The Bharatiya Janata Party’s aggressive foray into Jammu and Kashmir politics in the current election suggests that it sees the State — the only Indian State with a Muslim majority — as the final frontier of Hindutva politics. “A Hindu Chief Minister in the State is part of our imagination though we will be careful” — that is how an activist of the BJP and the Rashtriya Swayamsevak Sangh (RSS), who did not want to be named, responded when questions pertaining to their agenda in the State were asked.

BJP strategists list three factors to claim that its line on Kashmir is working: the best ever electoral turnout, the lowest impact of militancy and the best performance of the BJP, particularly its outreach into the Valley. Prime Minister Narendra Modi’s rally in Srinagar on December 8 had modest crowds, but it was an act of daring for a Hindu nationalist party to organise one in the Valley. Mr. Modi stood on the dais without the protection of a bulletproof enclosure.

For the time being, the BJP is content with a triumphalist narrative of the wide participation in the State election as a victory of India, and a warning to Pakistan and separatists. These points are easily contestable and Ayesha Pervez (“Interpreting the Kashmiri vote,” The Hindu , December 13) has listed multiple reasons for the increased participation. A senior official in the State government said voting in Jammu and Kashmir could also be the result of a sense of dispossession and powerlessness.

The Modi-Amit Shah combine has reduced the ‘Kashmir question’ into one of ‘development’ in their mercantile approach to politics — that money can buy everything

Not only is interpreting people’s participation as a sign of acceptance of India dubious, it is also tactless. It would be in India’s interests not to prompt any debate on whether Kashmir wants to be with India or not. The ideal route for India could be to allow the debate in the Valley — assuming that it does — crystallise more around the fundamental questions of livelihood, governance and basic human rights. New Delhi must allow space for that and even encourage and facilitate that rather than portraying the election as a referendum every six years.

Emblem of ‘strong India’ Jammu and Kashmir has indeed acquired a demonstrative value for India, but unfortunately not the way Nadeem Akhtar, senior leader of the People’s Democratic Party (PDP) suggested. “India should have been celebrating us as a success of its democracy, but unfortunately, we are being treated like a troublesome mofussil,” Mr. Akhkar, said. “When Jammu and Kashmir became a part of India in 1947, that was the first time in the 1400-year-old history of Islam that a Muslim nation became part of a secular, democratic country.”

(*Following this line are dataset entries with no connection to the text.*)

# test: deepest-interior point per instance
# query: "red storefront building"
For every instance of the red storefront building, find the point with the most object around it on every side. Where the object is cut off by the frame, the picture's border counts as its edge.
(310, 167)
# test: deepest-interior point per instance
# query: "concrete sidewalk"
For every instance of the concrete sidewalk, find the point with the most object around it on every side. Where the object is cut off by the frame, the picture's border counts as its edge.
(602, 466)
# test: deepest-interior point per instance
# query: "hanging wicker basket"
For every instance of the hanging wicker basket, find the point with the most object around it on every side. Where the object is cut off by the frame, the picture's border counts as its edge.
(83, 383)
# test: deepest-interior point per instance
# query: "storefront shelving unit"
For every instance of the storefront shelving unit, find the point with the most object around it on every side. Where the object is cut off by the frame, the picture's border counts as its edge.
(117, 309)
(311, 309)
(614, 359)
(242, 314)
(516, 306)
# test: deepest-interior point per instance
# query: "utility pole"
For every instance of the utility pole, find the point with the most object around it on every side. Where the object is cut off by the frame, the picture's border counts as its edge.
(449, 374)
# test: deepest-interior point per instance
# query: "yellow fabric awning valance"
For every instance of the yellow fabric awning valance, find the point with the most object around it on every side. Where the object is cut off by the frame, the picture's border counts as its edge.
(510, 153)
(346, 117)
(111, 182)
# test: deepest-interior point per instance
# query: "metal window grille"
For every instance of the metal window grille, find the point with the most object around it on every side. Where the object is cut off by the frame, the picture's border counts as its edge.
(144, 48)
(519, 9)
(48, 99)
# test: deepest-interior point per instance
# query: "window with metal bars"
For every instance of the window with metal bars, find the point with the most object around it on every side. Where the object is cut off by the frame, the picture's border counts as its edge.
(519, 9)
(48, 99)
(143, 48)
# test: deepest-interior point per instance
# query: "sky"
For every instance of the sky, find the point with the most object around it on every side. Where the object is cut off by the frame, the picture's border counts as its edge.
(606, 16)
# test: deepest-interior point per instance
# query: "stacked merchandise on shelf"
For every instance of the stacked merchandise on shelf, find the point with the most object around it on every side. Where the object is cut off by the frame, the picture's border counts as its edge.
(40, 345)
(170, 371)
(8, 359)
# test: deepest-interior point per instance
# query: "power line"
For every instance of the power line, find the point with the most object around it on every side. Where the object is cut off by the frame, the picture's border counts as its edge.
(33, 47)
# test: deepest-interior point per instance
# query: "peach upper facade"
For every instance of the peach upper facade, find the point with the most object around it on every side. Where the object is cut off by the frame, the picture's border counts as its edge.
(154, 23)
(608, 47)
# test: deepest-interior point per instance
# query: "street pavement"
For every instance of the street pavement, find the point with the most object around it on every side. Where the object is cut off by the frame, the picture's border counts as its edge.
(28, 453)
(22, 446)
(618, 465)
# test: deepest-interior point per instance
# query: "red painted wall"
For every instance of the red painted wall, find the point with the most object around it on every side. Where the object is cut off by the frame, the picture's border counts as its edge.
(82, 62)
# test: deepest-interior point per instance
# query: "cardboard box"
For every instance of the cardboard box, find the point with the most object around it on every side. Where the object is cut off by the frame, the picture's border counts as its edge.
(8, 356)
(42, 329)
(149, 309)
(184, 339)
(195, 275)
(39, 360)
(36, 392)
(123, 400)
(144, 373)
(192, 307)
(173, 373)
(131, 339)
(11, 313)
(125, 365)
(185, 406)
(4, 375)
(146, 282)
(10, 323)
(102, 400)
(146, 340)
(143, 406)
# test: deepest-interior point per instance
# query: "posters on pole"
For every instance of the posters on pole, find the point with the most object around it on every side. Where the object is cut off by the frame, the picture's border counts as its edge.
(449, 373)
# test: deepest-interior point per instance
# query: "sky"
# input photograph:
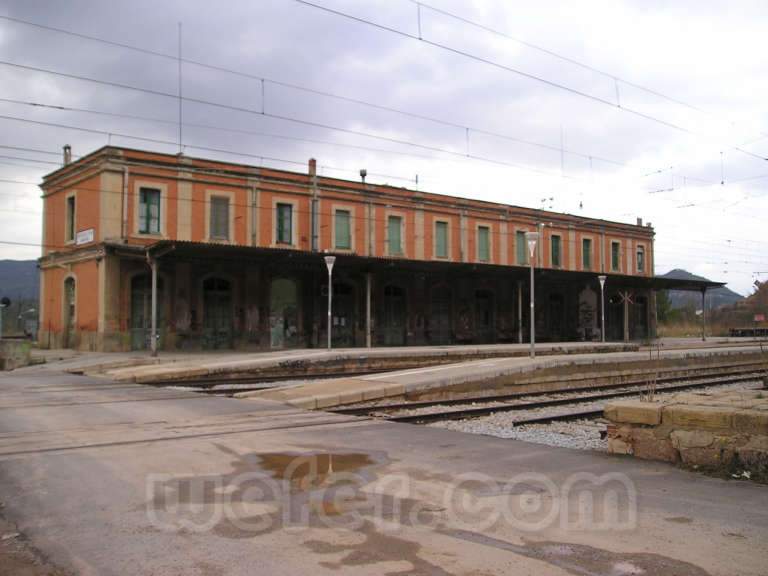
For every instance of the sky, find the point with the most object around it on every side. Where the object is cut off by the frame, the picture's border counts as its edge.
(603, 109)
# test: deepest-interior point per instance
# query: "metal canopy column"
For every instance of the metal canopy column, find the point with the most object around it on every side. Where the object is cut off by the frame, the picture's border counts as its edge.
(519, 311)
(153, 343)
(368, 309)
(626, 316)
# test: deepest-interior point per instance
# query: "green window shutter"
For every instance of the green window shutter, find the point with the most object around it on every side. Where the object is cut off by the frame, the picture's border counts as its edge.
(71, 218)
(149, 211)
(143, 211)
(586, 254)
(394, 235)
(284, 224)
(482, 244)
(441, 239)
(520, 247)
(154, 211)
(219, 217)
(555, 251)
(343, 236)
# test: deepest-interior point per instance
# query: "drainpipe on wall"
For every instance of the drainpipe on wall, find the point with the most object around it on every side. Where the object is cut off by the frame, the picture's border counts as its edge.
(125, 205)
(315, 224)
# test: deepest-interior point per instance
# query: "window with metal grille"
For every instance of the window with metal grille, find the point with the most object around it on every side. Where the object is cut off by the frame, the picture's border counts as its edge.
(70, 224)
(615, 256)
(284, 223)
(556, 259)
(343, 235)
(441, 239)
(149, 211)
(394, 234)
(586, 254)
(219, 217)
(520, 247)
(641, 259)
(483, 238)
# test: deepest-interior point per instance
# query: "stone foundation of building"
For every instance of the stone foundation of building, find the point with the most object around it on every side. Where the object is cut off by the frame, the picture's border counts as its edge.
(720, 431)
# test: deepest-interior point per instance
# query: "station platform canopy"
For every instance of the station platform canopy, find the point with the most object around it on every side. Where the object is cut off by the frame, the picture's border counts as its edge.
(187, 250)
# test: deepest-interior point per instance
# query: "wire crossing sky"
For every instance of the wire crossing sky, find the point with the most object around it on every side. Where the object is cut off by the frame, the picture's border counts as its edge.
(613, 110)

Instead Jammu and Kashmir is where the Indian State today demonstrates its ability as a ‘strong state.’ The most shameful demonstration of this was the hanging of Afzal Guru in 2013, who was convicted of a role in the terror attack on Indian Parliament in 2001. A recurring set of questions one would encounter in the Valley is: If India could allow the killers of Rajiv Gandhi and the killers of Beant Singh to live, why did it hang Guru? Why was it done in a surreptitious way? Why was his body not given to his family? “He was the 28th person in the death row. The Congress government wanted to counter a rising BJP and sent him to the gallows,” says Mehbooba Mufti, PDP leader.

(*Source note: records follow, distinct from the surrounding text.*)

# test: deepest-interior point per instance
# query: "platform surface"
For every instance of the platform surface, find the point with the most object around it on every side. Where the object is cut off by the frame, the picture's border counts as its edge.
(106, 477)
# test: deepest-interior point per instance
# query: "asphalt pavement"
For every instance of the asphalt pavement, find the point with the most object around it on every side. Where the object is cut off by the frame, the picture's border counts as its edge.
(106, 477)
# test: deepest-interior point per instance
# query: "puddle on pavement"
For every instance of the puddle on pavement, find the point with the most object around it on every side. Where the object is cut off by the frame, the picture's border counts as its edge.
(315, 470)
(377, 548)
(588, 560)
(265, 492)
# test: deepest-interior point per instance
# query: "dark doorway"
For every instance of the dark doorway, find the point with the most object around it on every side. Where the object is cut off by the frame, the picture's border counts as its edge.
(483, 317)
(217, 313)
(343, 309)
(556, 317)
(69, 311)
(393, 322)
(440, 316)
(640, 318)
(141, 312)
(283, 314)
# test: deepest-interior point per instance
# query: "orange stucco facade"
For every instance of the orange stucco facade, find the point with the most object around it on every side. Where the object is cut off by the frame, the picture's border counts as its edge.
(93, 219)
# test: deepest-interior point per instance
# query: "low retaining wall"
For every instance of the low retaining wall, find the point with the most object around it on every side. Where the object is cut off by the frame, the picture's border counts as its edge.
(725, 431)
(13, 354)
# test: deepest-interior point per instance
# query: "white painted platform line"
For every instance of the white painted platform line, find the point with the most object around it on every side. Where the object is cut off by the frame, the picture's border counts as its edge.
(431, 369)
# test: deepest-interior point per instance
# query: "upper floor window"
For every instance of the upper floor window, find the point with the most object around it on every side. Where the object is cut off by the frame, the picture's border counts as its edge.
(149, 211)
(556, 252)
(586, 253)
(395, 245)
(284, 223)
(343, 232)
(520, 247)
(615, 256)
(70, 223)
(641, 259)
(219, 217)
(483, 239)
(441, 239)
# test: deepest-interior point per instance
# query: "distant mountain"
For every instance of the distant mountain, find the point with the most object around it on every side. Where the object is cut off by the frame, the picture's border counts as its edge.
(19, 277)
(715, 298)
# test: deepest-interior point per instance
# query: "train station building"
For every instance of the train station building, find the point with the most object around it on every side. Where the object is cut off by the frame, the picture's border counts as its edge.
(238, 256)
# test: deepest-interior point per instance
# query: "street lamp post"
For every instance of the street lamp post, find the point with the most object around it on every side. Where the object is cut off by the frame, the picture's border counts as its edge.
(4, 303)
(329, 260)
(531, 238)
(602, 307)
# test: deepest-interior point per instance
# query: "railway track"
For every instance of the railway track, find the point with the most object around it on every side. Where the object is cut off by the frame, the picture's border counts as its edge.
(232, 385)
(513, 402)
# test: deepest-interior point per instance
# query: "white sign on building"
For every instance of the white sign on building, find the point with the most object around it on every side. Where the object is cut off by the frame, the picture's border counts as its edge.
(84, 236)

Though the Congress and the BJP both use Jammu and Kashmir to demonstrate their strength, their different approaches have been pronounced in this election campaign. ‘Complete integration’ of Jammu and Kashmir was a fundamental political agenda of the Jan Sangh, the BJP’s forbear. “ Ek desh mein do vidhan, do pradhan aur do nishan, nahi chalega” (In one country, there cannot be two Constitutions, two heads and two flags) became its slogan, against the special constitutional status to the State. Mr. Modi has found a new mission in capturing political power in the State and undoing whatever little is left of the State’s special status. He is pursuing this by reversing the approach of the first BJP Prime Minister Atal Bihari Vajpayee, who, in the words of separatist leader Mirwaiz Umar Farooq, “did not offer us azadi (freedom) but acknowledged that there is a problem that needs to be addressed.” Mr. Vajpayee’s approach had three components: empower regional mainstream parties, engage the separatists and involve Pakistan. Though Mr. Modi has repeatedly stated his commitment to taking forward Mr. Vajpayee’s policies, he has adequately demonstrated that his path is different. He has shut Pakistan out of the equation; disengaged with the separatist groups and has launched a no-holds-barred attack on the two pro-India parties in the State, namely the PDP and the National Conference.

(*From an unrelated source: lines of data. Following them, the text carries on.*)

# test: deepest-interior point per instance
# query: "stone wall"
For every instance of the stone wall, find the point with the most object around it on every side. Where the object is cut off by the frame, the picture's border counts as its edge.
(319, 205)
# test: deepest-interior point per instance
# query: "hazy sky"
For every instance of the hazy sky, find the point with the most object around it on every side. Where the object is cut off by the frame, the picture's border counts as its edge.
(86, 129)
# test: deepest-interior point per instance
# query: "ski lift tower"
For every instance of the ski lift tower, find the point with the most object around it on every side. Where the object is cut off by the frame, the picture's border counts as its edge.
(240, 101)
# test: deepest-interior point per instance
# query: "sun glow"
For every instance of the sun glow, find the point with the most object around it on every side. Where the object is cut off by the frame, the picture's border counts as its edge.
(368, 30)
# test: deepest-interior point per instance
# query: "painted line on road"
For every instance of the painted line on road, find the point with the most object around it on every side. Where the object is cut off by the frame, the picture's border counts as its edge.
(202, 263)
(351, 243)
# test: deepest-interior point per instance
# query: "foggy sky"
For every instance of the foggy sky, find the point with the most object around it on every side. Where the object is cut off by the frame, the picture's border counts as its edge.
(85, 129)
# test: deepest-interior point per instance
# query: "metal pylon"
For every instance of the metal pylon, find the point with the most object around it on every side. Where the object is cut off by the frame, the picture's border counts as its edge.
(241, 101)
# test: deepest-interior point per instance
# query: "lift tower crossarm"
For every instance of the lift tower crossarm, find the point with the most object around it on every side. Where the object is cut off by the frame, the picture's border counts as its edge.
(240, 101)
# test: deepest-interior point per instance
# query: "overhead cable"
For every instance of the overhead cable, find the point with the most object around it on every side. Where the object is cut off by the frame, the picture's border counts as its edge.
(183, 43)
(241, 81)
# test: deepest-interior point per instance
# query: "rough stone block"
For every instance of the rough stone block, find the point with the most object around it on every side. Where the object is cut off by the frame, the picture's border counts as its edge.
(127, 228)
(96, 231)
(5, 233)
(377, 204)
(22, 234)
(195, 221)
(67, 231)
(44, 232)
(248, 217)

The Modi-Amit Shah combine has reduced the ‘Kashmir question’ into one of ‘development’ — as if it were an all-encompassing political process — in their mercantile approach to politics — that money can buy everything. The BJP campaign has focussed on the question whether the ‘special status’ has helped or obstructed the State’s path to development. Some points raised by Finance Minister Arun Jaitley during the campaign are valid in a limited sense. The State has become a command economy controlled by a handful of people and complicated laws, obstructing it from becoming part of mainstream India’s growth trajectory of industrialisation and infrastructure building.

But the BJP’s offer of development for Jammu and Kashmir is not an apolitical process. Mr. Modi has cited the industrial growth of Kutch, a Gujarat district with a high Muslim population, as proof of his ability to make development an ethnicity-neutral process. But BJP leaders are speaking not only of a Hindu Chief Minister for the State, but also of ‘Indianisation’ and ‘integration’ which have threatened the Kashmiris, as the Sangh Parivar has used these terms as codes of homogenisation. At any rate, the ‘Gujarat model’ and its Kutch variant require the Muslims to surrender their political aspirations in exchange of ‘development.’

Mr. Modi’s Kashmir push is also happening against the context of reduced sympathy for and attention to the Kashmir cause internationally. He calculates that India’s economic power and diplomatic leverage with the Western countries achieved over the last decade and Pakistan’s debilitating internal troubles have allowed India space for a maximalist approach on Kashmir. The flip side of this calculation is that if it goes wrong, there can be disastrous consequences, particularly a new wave of militancy. “But we still believe that [Mr.]Modi is not India, that there are enough Indians who believe in a secular country and are empathetic to the people of Kashmir,” said Mr. Akhtar.  BJP ideologue and a key strategist of the party’s Kashmir policy, Ram Madhav, dismisses the risk of a new surge in militancy as “conventional thinking.” “The BJP is well aware of the possibilities and the risks involved in its Kashmir policy. We will not do anything that will harm the interests of India and we have accounted for all risks.”

 The most vexed problem Jammu and Kashmir has been the most vexed problems that all Indian Prime Ministers faced. At this juncture, three imaginations are possible for Jammu and Kashmir. The first — the most desirable but the most fraught — is the emergence of Kashmir as the crown of a secular, progressive India, where diversity and democracy are celebrated. The second — and the most aggressive one right now — is to visualise Kashmir as the final frontier of a Hindu India, to be conquered and controlled. This is an imagination that is primarily in the control of the current dispensation. The third imagination, which could be violent and beyond the control of actors in New Delhi, is the possibility of the State becoming a theatre of the clash of civilisations which the Parivar believes in; the place where global  jihadis  pursuing their Islamist dreams clash with the pursuit of a Hindu nation.